2.4. A glimpse of variational inequalities¶

This section deals with variational inequalities. We consider a simple instance, featuring the following obstacle problem:

(2.3)¶\[\begin{split}\left\{ \begin{array}{cl} -\Delta u \geq f & \text{in } \Omega, \\ u \geq m & \text{in } \Omega, \\ -\Delta u = f & \text{on } \left\{ u > m\right\}, \\ u = 0 & \text{on } \partial \Omega. \end{array} \right.\end{split}\]

Here, \(f: \Omega \to \R\) is a suitable source term, and we have chosen homogeneous Dirichlet boundary conditions on \(\partial\Omega\) for the sake of simplicity – although we shall use different boundary data in our examples.

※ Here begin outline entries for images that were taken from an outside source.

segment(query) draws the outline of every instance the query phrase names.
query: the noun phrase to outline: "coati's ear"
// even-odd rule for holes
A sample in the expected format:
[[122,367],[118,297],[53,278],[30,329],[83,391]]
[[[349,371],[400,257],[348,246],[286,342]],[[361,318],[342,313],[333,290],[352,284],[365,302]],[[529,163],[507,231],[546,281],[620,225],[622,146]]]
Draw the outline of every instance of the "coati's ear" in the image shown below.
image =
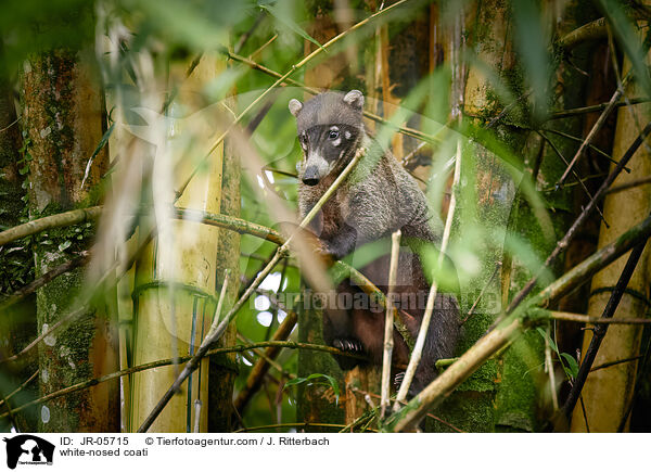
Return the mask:
[[298,116],[298,112],[301,112],[301,110],[303,110],[303,103],[301,103],[296,99],[290,100],[289,106],[290,106],[290,112],[292,112],[292,115],[294,115],[294,116]]
[[344,102],[346,102],[354,109],[361,110],[361,107],[363,106],[363,94],[359,90],[350,90],[344,97]]

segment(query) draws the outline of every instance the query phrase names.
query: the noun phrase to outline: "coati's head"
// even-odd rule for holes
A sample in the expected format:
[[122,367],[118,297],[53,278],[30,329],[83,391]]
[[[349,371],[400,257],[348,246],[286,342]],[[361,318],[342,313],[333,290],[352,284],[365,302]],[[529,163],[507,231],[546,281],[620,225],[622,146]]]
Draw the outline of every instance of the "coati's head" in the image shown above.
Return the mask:
[[298,169],[303,183],[316,186],[353,158],[363,136],[362,109],[359,90],[326,92],[305,103],[290,100],[304,153]]

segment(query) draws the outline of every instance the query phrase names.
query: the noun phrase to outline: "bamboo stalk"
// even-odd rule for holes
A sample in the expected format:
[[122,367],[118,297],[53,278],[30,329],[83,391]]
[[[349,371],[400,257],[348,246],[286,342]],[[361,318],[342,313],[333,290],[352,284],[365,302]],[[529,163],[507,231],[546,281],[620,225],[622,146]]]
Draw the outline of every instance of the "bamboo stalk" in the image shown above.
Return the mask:
[[[455,177],[452,181],[452,190],[450,196],[450,206],[448,209],[447,218],[445,220],[445,228],[443,230],[443,238],[441,241],[441,248],[438,253],[438,258],[436,266],[438,269],[443,267],[443,261],[445,259],[445,251],[447,250],[448,242],[450,240],[450,233],[452,229],[452,219],[455,218],[455,211],[457,208],[457,197],[456,197],[456,189],[459,188],[459,181],[461,178],[461,140],[457,140],[457,158],[455,160]],[[411,352],[411,356],[409,357],[409,365],[407,366],[407,370],[405,371],[405,378],[400,383],[400,388],[396,395],[396,400],[394,403],[394,410],[399,408],[399,401],[403,401],[407,398],[407,394],[409,393],[409,387],[411,386],[411,382],[413,377],[416,375],[416,370],[418,369],[418,365],[423,354],[423,348],[425,346],[425,339],[427,336],[427,332],[430,330],[430,323],[432,321],[432,314],[434,312],[434,302],[436,299],[436,294],[438,292],[438,280],[433,278],[432,286],[430,288],[430,293],[427,294],[427,303],[425,305],[425,312],[423,314],[423,319],[421,321],[421,326],[418,332],[418,336],[416,339],[416,345],[413,346],[413,350]]]
[[[228,346],[228,347],[219,347],[219,348],[215,348],[215,349],[209,349],[207,352],[206,355],[210,356],[210,355],[215,355],[215,354],[228,354],[228,353],[243,353],[246,350],[254,350],[254,349],[258,349],[261,347],[276,347],[276,348],[288,348],[288,349],[307,349],[307,350],[318,350],[318,352],[322,352],[322,353],[329,353],[332,355],[337,355],[337,356],[347,356],[347,357],[355,357],[355,358],[363,358],[362,356],[356,355],[356,354],[352,354],[352,353],[347,353],[347,352],[343,352],[337,349],[336,347],[331,347],[331,346],[324,346],[322,344],[310,344],[310,343],[295,343],[293,341],[264,341],[260,343],[254,343],[254,344],[241,344],[241,345],[237,345],[237,346]],[[184,356],[181,358],[168,358],[168,359],[161,359],[161,360],[155,360],[155,361],[151,361],[151,362],[146,362],[143,365],[139,365],[139,366],[135,366],[128,369],[123,369],[116,372],[112,372],[108,373],[106,375],[102,375],[100,378],[95,378],[95,379],[91,379],[85,382],[79,382],[75,385],[71,385],[66,388],[62,388],[58,392],[52,392],[51,394],[43,396],[41,398],[37,398],[35,400],[31,400],[29,403],[23,404],[16,408],[13,409],[13,411],[21,411],[24,410],[26,408],[33,407],[34,405],[39,405],[42,404],[44,401],[49,401],[52,400],[54,398],[59,398],[61,396],[74,393],[74,392],[78,392],[80,390],[84,388],[89,388],[91,386],[98,385],[100,383],[104,383],[104,382],[108,382],[111,380],[115,380],[115,379],[119,379],[125,375],[130,375],[132,373],[137,373],[137,372],[142,372],[144,370],[150,370],[150,369],[155,369],[157,367],[165,367],[165,366],[171,366],[175,362],[184,362],[187,360],[190,360],[191,357],[190,356]],[[0,418],[4,418],[5,413],[0,414]]]
[[529,281],[524,285],[524,288],[513,297],[513,299],[511,301],[511,304],[507,307],[507,310],[506,310],[507,314],[513,312],[513,310],[518,307],[518,305],[520,305],[520,303],[522,303],[522,301],[526,297],[526,295],[528,295],[531,293],[531,291],[534,289],[536,282],[538,281],[538,278],[540,277],[540,273],[546,268],[550,267],[551,264],[553,264],[553,261],[556,261],[559,254],[561,254],[567,247],[567,245],[570,244],[570,241],[574,238],[578,228],[584,224],[584,221],[587,219],[587,217],[589,216],[592,208],[597,205],[597,202],[601,199],[601,196],[603,195],[605,190],[612,184],[612,182],[615,180],[615,178],[622,173],[622,169],[624,168],[624,166],[626,166],[626,163],[628,163],[628,161],[630,161],[630,158],[633,157],[635,152],[642,144],[642,142],[649,136],[650,132],[651,132],[651,123],[649,123],[644,127],[644,129],[638,135],[638,137],[634,140],[634,142],[628,146],[628,149],[626,150],[626,152],[624,153],[624,155],[622,156],[622,158],[620,160],[620,162],[617,163],[615,168],[609,174],[609,176],[605,178],[605,180],[603,181],[603,183],[601,184],[599,190],[595,193],[595,196],[592,197],[592,200],[590,200],[590,202],[586,205],[586,207],[580,213],[580,215],[576,218],[576,220],[574,221],[572,227],[570,227],[570,229],[567,230],[565,235],[558,242],[554,250],[547,257],[547,259],[545,260],[545,264],[542,265],[542,268],[540,270],[538,270],[538,272],[534,277],[532,277],[532,279],[529,279]]
[[380,400],[380,418],[384,419],[386,408],[391,405],[388,399],[391,384],[391,360],[393,355],[393,291],[396,285],[398,271],[398,255],[400,254],[400,230],[391,237],[391,263],[388,266],[388,292],[386,294],[386,310],[384,315],[384,356],[382,358],[382,397]]
[[[630,228],[611,244],[603,246],[582,264],[557,279],[545,290],[532,297],[527,307],[545,307],[558,301],[569,291],[589,279],[593,273],[627,253],[631,247],[646,241],[651,235],[651,218]],[[394,412],[384,423],[384,431],[399,432],[413,428],[425,412],[447,398],[447,396],[468,379],[485,360],[501,347],[506,346],[525,328],[531,328],[545,320],[546,317],[520,307],[508,316],[500,324],[488,332],[457,361],[448,367],[436,380],[412,398],[407,406]]]
[[[601,318],[603,320],[607,320],[607,319],[612,320],[612,317],[615,314],[617,306],[620,305],[620,301],[622,299],[622,296],[624,295],[626,285],[628,285],[628,282],[630,281],[630,278],[633,277],[633,271],[635,270],[635,267],[637,266],[638,260],[640,259],[640,256],[642,255],[642,252],[644,251],[646,244],[647,244],[646,240],[642,241],[641,243],[639,243],[637,246],[635,246],[635,248],[631,251],[630,255],[628,256],[626,266],[624,267],[624,270],[622,271],[620,279],[617,280],[617,284],[615,285],[615,289],[611,293],[608,304],[605,305],[605,308],[603,309],[603,314],[601,315]],[[578,368],[578,373],[576,374],[576,379],[574,379],[574,382],[572,383],[572,390],[570,391],[570,394],[567,395],[567,399],[565,400],[565,404],[563,405],[563,413],[567,418],[570,418],[570,416],[572,414],[572,411],[574,410],[574,407],[576,406],[576,401],[578,400],[580,391],[583,390],[583,387],[586,383],[588,373],[590,373],[590,369],[597,357],[597,352],[599,350],[599,346],[601,345],[601,341],[603,341],[603,337],[605,336],[607,332],[608,332],[608,324],[605,324],[605,323],[597,324],[595,327],[595,329],[592,330],[592,339],[590,341],[590,345],[588,346],[588,349],[587,349],[586,354],[584,355],[583,361],[580,362],[580,366]]]

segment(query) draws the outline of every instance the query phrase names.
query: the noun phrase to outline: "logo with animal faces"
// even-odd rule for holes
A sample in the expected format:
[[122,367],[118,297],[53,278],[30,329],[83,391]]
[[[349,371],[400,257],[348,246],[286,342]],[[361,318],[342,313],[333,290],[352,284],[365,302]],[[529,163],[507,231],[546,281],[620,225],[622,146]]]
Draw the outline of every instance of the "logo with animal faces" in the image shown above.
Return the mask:
[[7,467],[15,469],[16,465],[51,465],[54,458],[54,445],[46,439],[31,434],[2,441],[7,443]]

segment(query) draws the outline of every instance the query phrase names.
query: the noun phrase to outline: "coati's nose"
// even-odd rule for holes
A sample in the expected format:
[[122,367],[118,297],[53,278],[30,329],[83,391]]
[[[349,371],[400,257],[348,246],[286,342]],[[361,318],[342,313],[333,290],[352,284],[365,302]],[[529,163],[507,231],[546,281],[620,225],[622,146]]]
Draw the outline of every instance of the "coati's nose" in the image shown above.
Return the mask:
[[305,174],[303,174],[303,183],[309,187],[314,187],[319,183],[319,179],[317,178],[317,168],[315,166],[310,166],[305,169]]

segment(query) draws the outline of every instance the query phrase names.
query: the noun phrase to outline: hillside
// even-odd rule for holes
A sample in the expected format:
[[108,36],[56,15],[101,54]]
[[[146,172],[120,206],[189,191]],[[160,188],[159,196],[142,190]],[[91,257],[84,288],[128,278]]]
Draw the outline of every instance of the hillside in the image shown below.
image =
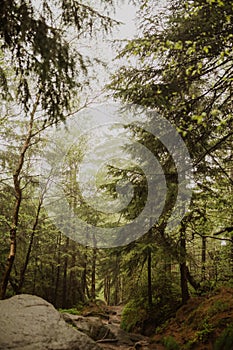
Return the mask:
[[233,289],[194,297],[157,328],[153,341],[167,350],[232,350]]

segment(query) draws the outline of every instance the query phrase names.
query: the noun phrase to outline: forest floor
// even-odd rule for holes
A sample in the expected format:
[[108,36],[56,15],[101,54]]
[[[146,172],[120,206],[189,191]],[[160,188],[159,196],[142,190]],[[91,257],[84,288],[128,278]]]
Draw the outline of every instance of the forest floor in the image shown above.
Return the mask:
[[[104,306],[105,322],[120,327],[123,306]],[[193,297],[176,316],[158,327],[150,337],[141,336],[142,350],[232,350],[233,289],[220,288],[205,296]],[[107,350],[136,347],[117,343],[99,344]]]
[[191,298],[152,338],[166,349],[232,350],[233,289]]

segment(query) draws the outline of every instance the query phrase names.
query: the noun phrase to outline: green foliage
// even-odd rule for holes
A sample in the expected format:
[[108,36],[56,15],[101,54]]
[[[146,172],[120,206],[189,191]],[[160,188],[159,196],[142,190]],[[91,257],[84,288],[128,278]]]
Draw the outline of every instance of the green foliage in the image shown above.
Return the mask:
[[64,120],[64,112],[70,110],[80,88],[81,74],[88,69],[83,55],[70,44],[69,30],[75,30],[78,37],[83,33],[91,36],[95,30],[108,31],[112,23],[88,2],[4,1],[1,50],[5,64],[12,59],[8,64],[12,77],[9,82],[7,72],[0,67],[1,96],[16,99],[28,111],[37,95],[50,121]]
[[71,309],[58,309],[59,312],[61,312],[62,314],[64,313],[68,313],[71,315],[80,315],[81,311],[77,308],[71,308]]
[[214,344],[214,350],[233,349],[233,323],[229,324]]
[[121,328],[126,332],[132,332],[135,329],[143,328],[143,323],[148,317],[148,310],[145,309],[144,300],[131,300],[124,307],[122,313]]
[[224,303],[222,300],[217,300],[208,310],[208,315],[214,316],[218,314],[219,312],[227,311],[229,308],[228,303]]
[[175,339],[172,336],[164,337],[163,339],[163,345],[165,346],[166,350],[179,350],[180,346],[177,344]]

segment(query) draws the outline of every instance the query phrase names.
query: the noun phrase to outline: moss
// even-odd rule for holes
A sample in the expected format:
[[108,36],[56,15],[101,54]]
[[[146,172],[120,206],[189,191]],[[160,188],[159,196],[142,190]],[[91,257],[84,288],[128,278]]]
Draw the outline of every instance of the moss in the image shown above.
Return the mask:
[[232,350],[233,349],[233,323],[221,333],[215,341],[214,350]]
[[166,350],[179,350],[180,346],[177,344],[175,339],[172,336],[164,337],[163,338],[163,345],[165,346]]
[[80,315],[80,310],[77,310],[76,308],[72,309],[59,309],[59,312],[61,313],[67,313],[71,315]]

As we shall see, this problem is often better understood from a variational viewpoint, i.e. it is seen as the minimization problem:

(2.4)¶\[\begin{split}\min\limits_{u = \varphi \text{ on } \partial \Omega, \atop u \in K} J(u), \:\: \text{ where }\:\: \left\{\begin{array}{l} J(u) := \frac12 \displaystyle\int_\Omega \lvert\nabla u\lvert^2 \:\d\x - \displaystyle\int_\Omega fu \:\d\x, \\ K = \Big\{u \in H^1(\Omega) \text{ s.t. } u \geq m \Big\}. \end{array} \right.\end{split}\]

This problem serves as a prototype for more complex contact problems, in the setting of mechanical structures, as we shall see in the later Section 3.4. We refer to the article [GSV17] for an account of some of the existing numerical methods.

2.4.1. A word about the modeling¶

The considered obstacle problem arises in multiple physical contexts, but its perhaps most intuitive interpretation arises in the context of membrane theory.

Let us consider an elastic membrane, whose base is a two-dimensional domain \(\Omega \subset \R^2\). We denote by \(u:\Omega \to \R\) the vertical displacement of the membrane. The latter is supposed to be attached on \(\partial \Omega\), i.e. \(u(\x) = 0\) for \(\x \in \partial \Omega\). The membrane is loaded by a normal force with amplitude \(f : \Omega \to \R\).

We thus arrive at the following problem:

\[\min\limits_{u \in H^1_0(\Omega)} \int_\Omega \lvert \nabla u \lvert^2 \:\d \x - \int_\Omega q u \:\d \x. \]

Now assuming that an obstacle \(m : \Omega \to \R\) is present, the following constraint is added:

\[u(\x) \geq m(\x) \text{ for a.e. } \x \in \Omega.\]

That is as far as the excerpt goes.